After the next meeting, I checked the monitors directly, and found one was still reporting off. The HTTP database check was still failing. It's a simple PHP page that runs a small, fast DB query on the MySQL database, but it was reporting a connection failure. I poked at the server, but couldn't SSH in. It's a nice Sun enterprise server, so it has an Integrated Lights On Management system, but I couldn't SSH there, either. Not because it wasn't available, but because my desktop has decided to stop supporting its encryption cypher. I pulled out the iPad, which does still work, and connected to the ILOM server. I checked, and there was a PSU fault, indicating maybe one of the PSUs didn't cycle back on after the power outage. Probably the PSU connected to the UPS's surge port and not the battery port. Normally the server survives PSU disconnections without a hitch, but maybe there was something going on, maybe with the little hiccup they gave us.
I went to the basement and was greeted with the angry orange lights of an unsettled server. The other was still running fine. All the UPSs reported full batteries and no alarms. One of the PSUs on the server also had a fault light. So I did the thing we're all told first with tech support--I turned it off and on again. I pulled the plug. Waited for the lights to die, waited a couple breaths more, and plugged it back in. The green flipped on, the fan started, and the orange fault light returned.
I had left my iPad upstairs, so except for running back and forth, there wasn't anything I could do. The other server is there, with a monitor and keys, and normally I'd SSH to the headless server from there (I've always meant to set up the serial port between them, but never have). But this server runs the same angry newer SSH that doesn't like the cyphers offered by the ILOM ports (including its own!). So I did the next best thing--I pulled both of the PSU cords. I waited for the lights to fade, for a really long time, and then some more, and returned the power cords. All the lights flickered green and none of the orange lights returned.
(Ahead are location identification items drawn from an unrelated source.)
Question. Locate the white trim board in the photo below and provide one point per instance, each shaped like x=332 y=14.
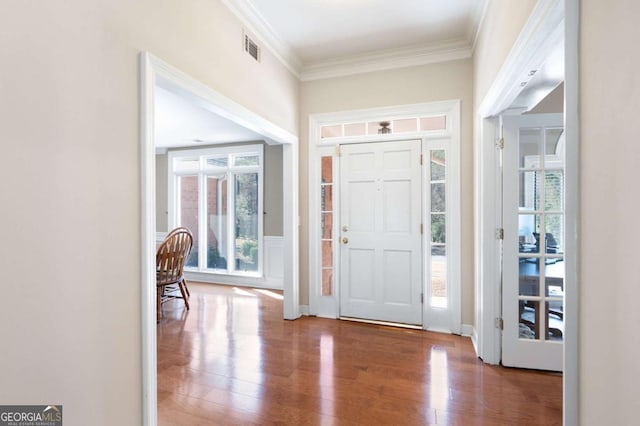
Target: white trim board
x=154 y=71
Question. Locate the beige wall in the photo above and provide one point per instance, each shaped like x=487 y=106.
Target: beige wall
x=552 y=103
x=70 y=180
x=609 y=283
x=273 y=194
x=162 y=193
x=444 y=81
x=502 y=24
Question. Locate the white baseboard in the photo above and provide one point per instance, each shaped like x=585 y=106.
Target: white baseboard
x=470 y=331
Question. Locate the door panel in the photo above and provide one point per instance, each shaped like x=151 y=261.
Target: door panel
x=533 y=253
x=380 y=216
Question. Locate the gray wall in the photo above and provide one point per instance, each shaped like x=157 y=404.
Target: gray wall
x=273 y=194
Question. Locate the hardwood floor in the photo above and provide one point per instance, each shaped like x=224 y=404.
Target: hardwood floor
x=233 y=360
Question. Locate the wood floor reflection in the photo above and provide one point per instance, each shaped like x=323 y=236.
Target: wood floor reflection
x=232 y=360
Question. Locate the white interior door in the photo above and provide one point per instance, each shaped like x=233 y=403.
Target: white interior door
x=533 y=246
x=380 y=236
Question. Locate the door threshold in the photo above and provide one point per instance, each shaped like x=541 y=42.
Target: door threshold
x=387 y=323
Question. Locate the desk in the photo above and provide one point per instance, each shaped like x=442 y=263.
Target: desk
x=529 y=285
x=529 y=278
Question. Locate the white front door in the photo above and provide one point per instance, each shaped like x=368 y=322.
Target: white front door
x=380 y=236
x=533 y=246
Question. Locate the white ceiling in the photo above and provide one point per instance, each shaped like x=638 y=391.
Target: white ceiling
x=180 y=123
x=322 y=38
x=319 y=30
x=311 y=34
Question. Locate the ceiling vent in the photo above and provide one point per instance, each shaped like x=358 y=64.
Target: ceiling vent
x=251 y=48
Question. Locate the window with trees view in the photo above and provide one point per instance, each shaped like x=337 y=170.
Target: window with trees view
x=217 y=194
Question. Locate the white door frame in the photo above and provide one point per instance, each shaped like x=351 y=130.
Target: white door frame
x=328 y=306
x=155 y=71
x=550 y=22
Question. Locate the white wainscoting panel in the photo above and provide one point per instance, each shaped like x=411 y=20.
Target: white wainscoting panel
x=273 y=261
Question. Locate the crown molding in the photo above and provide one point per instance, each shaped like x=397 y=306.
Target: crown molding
x=382 y=60
x=249 y=16
x=387 y=60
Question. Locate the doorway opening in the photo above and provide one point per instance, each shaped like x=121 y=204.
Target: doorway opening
x=157 y=74
x=552 y=25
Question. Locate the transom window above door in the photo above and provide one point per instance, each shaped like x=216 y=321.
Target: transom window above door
x=384 y=126
x=218 y=194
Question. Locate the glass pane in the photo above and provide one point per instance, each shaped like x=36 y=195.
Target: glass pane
x=326 y=192
x=552 y=145
x=527 y=225
x=326 y=226
x=529 y=277
x=217 y=222
x=529 y=191
x=217 y=161
x=327 y=282
x=439 y=276
x=331 y=131
x=433 y=123
x=247 y=160
x=186 y=164
x=327 y=254
x=327 y=169
x=438 y=165
x=405 y=125
x=438 y=203
x=555 y=320
x=438 y=228
x=554 y=236
x=372 y=127
x=554 y=190
x=530 y=148
x=188 y=199
x=529 y=326
x=246 y=221
x=554 y=277
x=355 y=129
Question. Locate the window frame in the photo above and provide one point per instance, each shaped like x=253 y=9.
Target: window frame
x=203 y=172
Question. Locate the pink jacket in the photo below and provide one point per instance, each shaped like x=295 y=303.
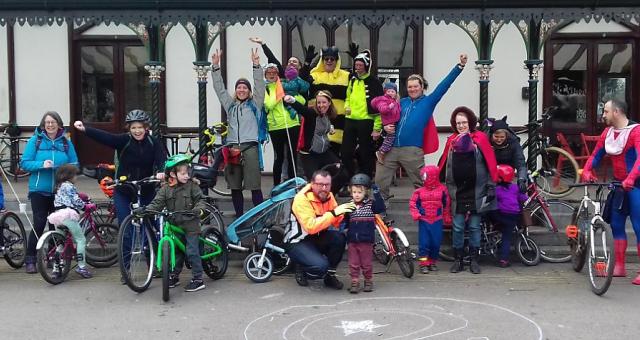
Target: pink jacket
x=388 y=116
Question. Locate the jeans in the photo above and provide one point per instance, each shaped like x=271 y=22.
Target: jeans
x=316 y=254
x=458 y=230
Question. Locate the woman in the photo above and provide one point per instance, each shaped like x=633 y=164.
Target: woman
x=243 y=116
x=314 y=146
x=46 y=150
x=469 y=167
x=138 y=155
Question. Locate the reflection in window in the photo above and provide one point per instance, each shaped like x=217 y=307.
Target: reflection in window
x=137 y=93
x=348 y=33
x=569 y=86
x=98 y=97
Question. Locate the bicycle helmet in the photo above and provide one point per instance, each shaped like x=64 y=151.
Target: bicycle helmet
x=176 y=160
x=361 y=179
x=137 y=116
x=505 y=173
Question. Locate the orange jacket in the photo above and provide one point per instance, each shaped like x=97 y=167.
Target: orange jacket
x=313 y=215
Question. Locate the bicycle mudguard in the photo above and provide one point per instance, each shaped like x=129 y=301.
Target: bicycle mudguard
x=402 y=236
x=44 y=236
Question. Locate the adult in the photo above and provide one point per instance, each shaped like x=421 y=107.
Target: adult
x=314 y=148
x=138 y=155
x=282 y=121
x=362 y=123
x=507 y=149
x=620 y=140
x=245 y=130
x=45 y=152
x=416 y=112
x=470 y=170
x=311 y=244
x=328 y=76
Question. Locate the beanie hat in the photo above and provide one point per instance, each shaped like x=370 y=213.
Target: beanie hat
x=244 y=81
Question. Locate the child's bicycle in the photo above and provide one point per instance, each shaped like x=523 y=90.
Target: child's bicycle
x=56 y=249
x=211 y=245
x=392 y=245
x=13 y=239
x=591 y=238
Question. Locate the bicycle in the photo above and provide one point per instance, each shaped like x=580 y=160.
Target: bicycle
x=591 y=239
x=558 y=169
x=391 y=245
x=13 y=239
x=56 y=249
x=545 y=220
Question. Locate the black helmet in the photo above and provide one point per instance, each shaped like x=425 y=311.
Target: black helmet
x=361 y=179
x=137 y=116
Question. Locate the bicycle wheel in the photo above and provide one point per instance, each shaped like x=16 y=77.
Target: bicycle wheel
x=578 y=246
x=166 y=262
x=403 y=256
x=554 y=245
x=601 y=257
x=256 y=272
x=558 y=170
x=102 y=245
x=215 y=268
x=14 y=239
x=52 y=262
x=527 y=250
x=136 y=254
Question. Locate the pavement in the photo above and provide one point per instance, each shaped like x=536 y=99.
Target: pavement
x=548 y=301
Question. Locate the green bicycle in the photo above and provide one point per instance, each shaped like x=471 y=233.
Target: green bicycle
x=213 y=250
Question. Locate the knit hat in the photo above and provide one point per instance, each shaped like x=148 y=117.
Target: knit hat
x=244 y=81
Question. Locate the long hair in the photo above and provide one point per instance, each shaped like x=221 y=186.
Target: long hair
x=65 y=173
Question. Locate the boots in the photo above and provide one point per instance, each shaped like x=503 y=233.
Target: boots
x=458 y=264
x=474 y=267
x=620 y=249
x=30 y=264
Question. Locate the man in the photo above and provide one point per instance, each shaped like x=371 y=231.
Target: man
x=312 y=246
x=415 y=132
x=621 y=142
x=362 y=122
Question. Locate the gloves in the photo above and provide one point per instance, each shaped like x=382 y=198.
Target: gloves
x=309 y=54
x=343 y=209
x=522 y=185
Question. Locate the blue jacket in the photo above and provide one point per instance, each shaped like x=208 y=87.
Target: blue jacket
x=43 y=180
x=416 y=113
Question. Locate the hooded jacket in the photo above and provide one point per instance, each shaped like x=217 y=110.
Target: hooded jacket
x=42 y=180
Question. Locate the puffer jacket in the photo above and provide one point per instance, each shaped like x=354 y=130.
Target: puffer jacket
x=179 y=197
x=42 y=179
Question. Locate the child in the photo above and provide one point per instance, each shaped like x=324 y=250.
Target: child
x=389 y=108
x=360 y=225
x=510 y=201
x=429 y=205
x=67 y=203
x=178 y=194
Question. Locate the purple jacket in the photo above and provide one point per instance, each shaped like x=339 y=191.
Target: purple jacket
x=510 y=199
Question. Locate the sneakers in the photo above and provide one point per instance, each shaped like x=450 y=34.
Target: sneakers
x=331 y=281
x=194 y=286
x=84 y=272
x=355 y=287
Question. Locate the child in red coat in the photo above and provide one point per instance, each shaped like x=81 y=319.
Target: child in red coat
x=430 y=205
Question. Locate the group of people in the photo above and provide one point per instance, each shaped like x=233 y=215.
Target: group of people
x=347 y=111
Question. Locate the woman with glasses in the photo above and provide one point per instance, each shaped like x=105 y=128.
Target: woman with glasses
x=45 y=152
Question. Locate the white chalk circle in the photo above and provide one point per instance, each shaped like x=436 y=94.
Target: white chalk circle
x=395 y=318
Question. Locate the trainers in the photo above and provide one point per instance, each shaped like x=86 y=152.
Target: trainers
x=174 y=281
x=84 y=272
x=355 y=287
x=330 y=280
x=194 y=286
x=368 y=286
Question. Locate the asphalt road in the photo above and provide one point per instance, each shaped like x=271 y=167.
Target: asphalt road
x=544 y=302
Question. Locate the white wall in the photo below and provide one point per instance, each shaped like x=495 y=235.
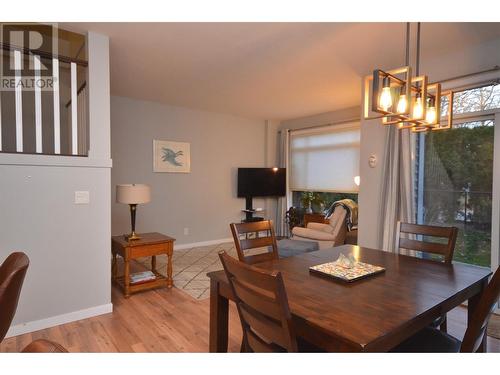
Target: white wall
x=204 y=201
x=319 y=119
x=68 y=245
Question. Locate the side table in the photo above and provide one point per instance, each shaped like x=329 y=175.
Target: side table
x=149 y=245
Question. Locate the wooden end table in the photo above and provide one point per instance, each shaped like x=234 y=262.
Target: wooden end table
x=149 y=245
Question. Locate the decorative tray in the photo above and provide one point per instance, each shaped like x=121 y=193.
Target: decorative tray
x=349 y=274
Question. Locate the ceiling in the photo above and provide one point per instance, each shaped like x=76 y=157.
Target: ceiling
x=274 y=71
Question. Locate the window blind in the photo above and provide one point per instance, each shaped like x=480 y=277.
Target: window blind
x=325 y=159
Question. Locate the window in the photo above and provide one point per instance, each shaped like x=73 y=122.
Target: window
x=323 y=164
x=455 y=174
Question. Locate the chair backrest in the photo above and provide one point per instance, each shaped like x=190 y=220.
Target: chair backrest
x=446 y=250
x=262 y=304
x=476 y=329
x=259 y=241
x=12 y=272
x=44 y=346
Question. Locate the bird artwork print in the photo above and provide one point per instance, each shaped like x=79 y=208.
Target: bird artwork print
x=169 y=156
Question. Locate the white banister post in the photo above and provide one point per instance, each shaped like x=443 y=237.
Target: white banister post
x=57 y=113
x=19 y=101
x=38 y=104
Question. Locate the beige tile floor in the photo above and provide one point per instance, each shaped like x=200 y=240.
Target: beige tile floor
x=190 y=267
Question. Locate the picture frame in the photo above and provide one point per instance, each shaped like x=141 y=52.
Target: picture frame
x=171 y=157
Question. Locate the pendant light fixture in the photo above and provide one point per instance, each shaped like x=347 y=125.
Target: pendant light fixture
x=406 y=101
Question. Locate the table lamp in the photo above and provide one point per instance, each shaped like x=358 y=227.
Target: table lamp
x=133 y=194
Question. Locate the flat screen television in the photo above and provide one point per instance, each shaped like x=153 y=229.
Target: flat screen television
x=261 y=182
On a full power-up, the system goes nuts, checking every fan at the same time, and some other things, and then it does a bunch of basic tests and takes a few minutes to get to the point of availability. So I went upstairs to wait instead.
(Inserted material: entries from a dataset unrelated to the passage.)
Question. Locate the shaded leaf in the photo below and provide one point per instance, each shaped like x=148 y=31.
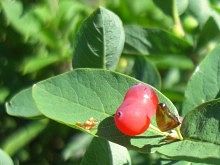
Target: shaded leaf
x=74 y=97
x=203 y=123
x=23 y=136
x=5 y=159
x=146 y=41
x=102 y=152
x=100 y=41
x=204 y=84
x=77 y=146
x=22 y=105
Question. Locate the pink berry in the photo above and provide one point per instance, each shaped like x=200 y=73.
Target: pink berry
x=134 y=114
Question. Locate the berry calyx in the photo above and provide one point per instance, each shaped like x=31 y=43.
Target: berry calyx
x=134 y=114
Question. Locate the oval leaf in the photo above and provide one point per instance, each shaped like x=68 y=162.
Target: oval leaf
x=203 y=123
x=22 y=105
x=102 y=151
x=5 y=159
x=204 y=84
x=146 y=41
x=77 y=96
x=100 y=41
x=145 y=71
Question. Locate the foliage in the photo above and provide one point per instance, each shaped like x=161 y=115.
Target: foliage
x=66 y=62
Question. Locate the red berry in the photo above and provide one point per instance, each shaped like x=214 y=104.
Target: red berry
x=133 y=115
x=144 y=95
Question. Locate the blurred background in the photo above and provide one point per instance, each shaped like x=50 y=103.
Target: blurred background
x=37 y=42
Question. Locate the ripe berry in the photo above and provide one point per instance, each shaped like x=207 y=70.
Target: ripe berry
x=134 y=114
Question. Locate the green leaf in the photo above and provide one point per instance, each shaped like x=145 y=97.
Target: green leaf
x=146 y=41
x=202 y=10
x=145 y=71
x=4 y=92
x=166 y=6
x=192 y=151
x=203 y=123
x=36 y=63
x=102 y=152
x=77 y=146
x=204 y=84
x=100 y=41
x=167 y=61
x=22 y=105
x=23 y=136
x=24 y=22
x=5 y=159
x=75 y=97
x=209 y=32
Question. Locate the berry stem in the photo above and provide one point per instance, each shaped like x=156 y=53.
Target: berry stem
x=177 y=129
x=157 y=130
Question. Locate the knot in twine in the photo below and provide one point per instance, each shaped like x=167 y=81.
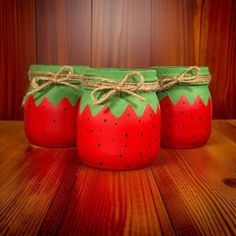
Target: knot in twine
x=61 y=77
x=167 y=82
x=112 y=87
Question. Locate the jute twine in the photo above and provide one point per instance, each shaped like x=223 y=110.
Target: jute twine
x=40 y=80
x=112 y=87
x=169 y=81
x=64 y=76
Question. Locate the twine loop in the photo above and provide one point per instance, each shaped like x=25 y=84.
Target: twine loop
x=167 y=82
x=111 y=87
x=63 y=77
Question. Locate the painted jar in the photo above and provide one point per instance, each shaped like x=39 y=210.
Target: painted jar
x=50 y=107
x=118 y=129
x=186 y=106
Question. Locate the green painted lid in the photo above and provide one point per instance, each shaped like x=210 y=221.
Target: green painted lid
x=163 y=71
x=56 y=92
x=119 y=74
x=56 y=68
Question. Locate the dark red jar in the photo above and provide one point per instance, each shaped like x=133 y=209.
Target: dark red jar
x=50 y=114
x=186 y=109
x=123 y=133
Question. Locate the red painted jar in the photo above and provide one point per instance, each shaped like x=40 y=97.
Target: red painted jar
x=122 y=133
x=50 y=114
x=186 y=110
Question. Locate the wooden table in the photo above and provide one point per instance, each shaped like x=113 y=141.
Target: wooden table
x=184 y=192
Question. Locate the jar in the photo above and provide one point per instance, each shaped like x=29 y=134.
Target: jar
x=50 y=113
x=123 y=132
x=186 y=108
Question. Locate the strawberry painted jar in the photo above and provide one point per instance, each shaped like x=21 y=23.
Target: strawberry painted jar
x=118 y=126
x=186 y=106
x=50 y=107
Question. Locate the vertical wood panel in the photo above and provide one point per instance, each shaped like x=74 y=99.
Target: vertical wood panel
x=17 y=42
x=218 y=51
x=63 y=31
x=173 y=23
x=121 y=33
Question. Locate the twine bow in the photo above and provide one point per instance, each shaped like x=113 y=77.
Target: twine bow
x=167 y=82
x=61 y=77
x=111 y=88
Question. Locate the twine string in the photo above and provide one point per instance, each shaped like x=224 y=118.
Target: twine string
x=112 y=89
x=167 y=82
x=61 y=77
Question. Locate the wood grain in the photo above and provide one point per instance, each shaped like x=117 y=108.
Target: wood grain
x=30 y=178
x=192 y=183
x=121 y=33
x=173 y=37
x=49 y=192
x=218 y=51
x=63 y=32
x=17 y=52
x=118 y=33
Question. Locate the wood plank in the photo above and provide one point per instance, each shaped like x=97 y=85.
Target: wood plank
x=232 y=122
x=17 y=52
x=175 y=32
x=197 y=187
x=115 y=203
x=121 y=33
x=63 y=32
x=226 y=128
x=217 y=50
x=29 y=180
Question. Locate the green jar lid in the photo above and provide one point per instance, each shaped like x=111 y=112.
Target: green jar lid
x=56 y=68
x=119 y=74
x=177 y=70
x=169 y=71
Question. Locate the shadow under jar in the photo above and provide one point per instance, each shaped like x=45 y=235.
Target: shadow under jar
x=186 y=110
x=122 y=133
x=50 y=114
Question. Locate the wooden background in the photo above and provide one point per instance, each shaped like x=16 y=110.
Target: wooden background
x=117 y=33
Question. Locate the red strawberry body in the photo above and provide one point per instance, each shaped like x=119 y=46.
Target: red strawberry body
x=185 y=125
x=50 y=125
x=118 y=143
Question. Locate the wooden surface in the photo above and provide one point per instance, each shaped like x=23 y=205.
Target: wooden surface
x=184 y=192
x=117 y=33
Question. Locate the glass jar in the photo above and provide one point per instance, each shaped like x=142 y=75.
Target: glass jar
x=122 y=133
x=186 y=110
x=50 y=114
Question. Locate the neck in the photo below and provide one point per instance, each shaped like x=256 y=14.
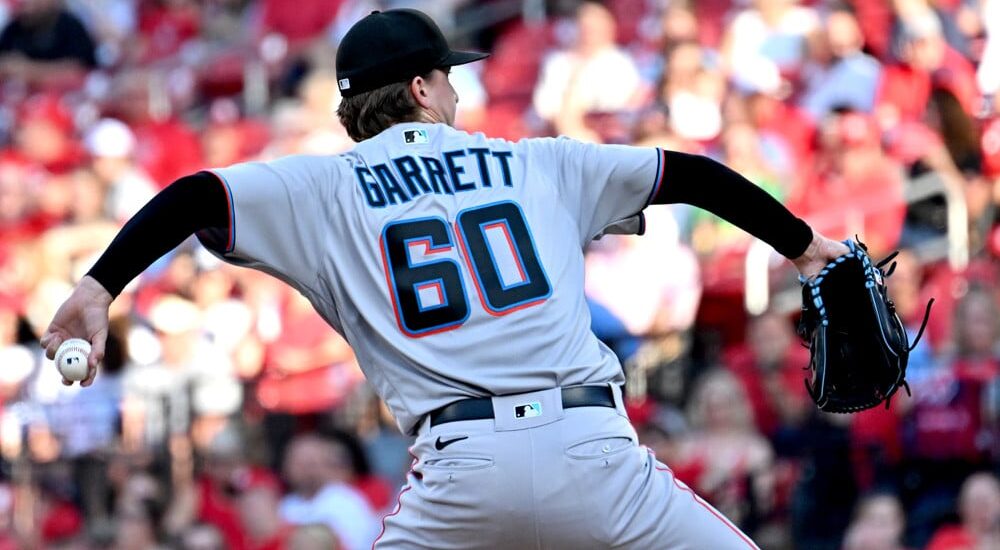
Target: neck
x=430 y=117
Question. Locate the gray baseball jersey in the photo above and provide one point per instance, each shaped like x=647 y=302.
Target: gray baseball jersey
x=452 y=263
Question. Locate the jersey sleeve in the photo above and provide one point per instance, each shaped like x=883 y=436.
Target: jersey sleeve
x=276 y=217
x=606 y=187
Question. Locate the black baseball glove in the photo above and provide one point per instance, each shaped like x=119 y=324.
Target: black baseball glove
x=857 y=343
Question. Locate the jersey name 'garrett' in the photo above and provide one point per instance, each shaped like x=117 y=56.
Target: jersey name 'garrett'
x=421 y=175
While I waited, I searched for the SSH cypher problem, and found the key is to simply add a
HostKeyAlgorithm line in my config file. I did, cleaned up some "bad key" warnings, and was able to SSH to the ILOM server. From there I could watch the memory count and other checks, and finally see the login prompt. I logged into the running OS and started the database's zone. I think I have it configured correctly to start automatically, but it doesn't. A computer eternity later, it started, and a half of another eternity, and the database was running again.
This blog uses that database, so that I can make this entry shows it's working again. I'll run through a few checks and fix anything that went awry since it shut down impolitely.
I'm glad that the SSH is fixed. I'm glad there wasn't any noticeable real failures.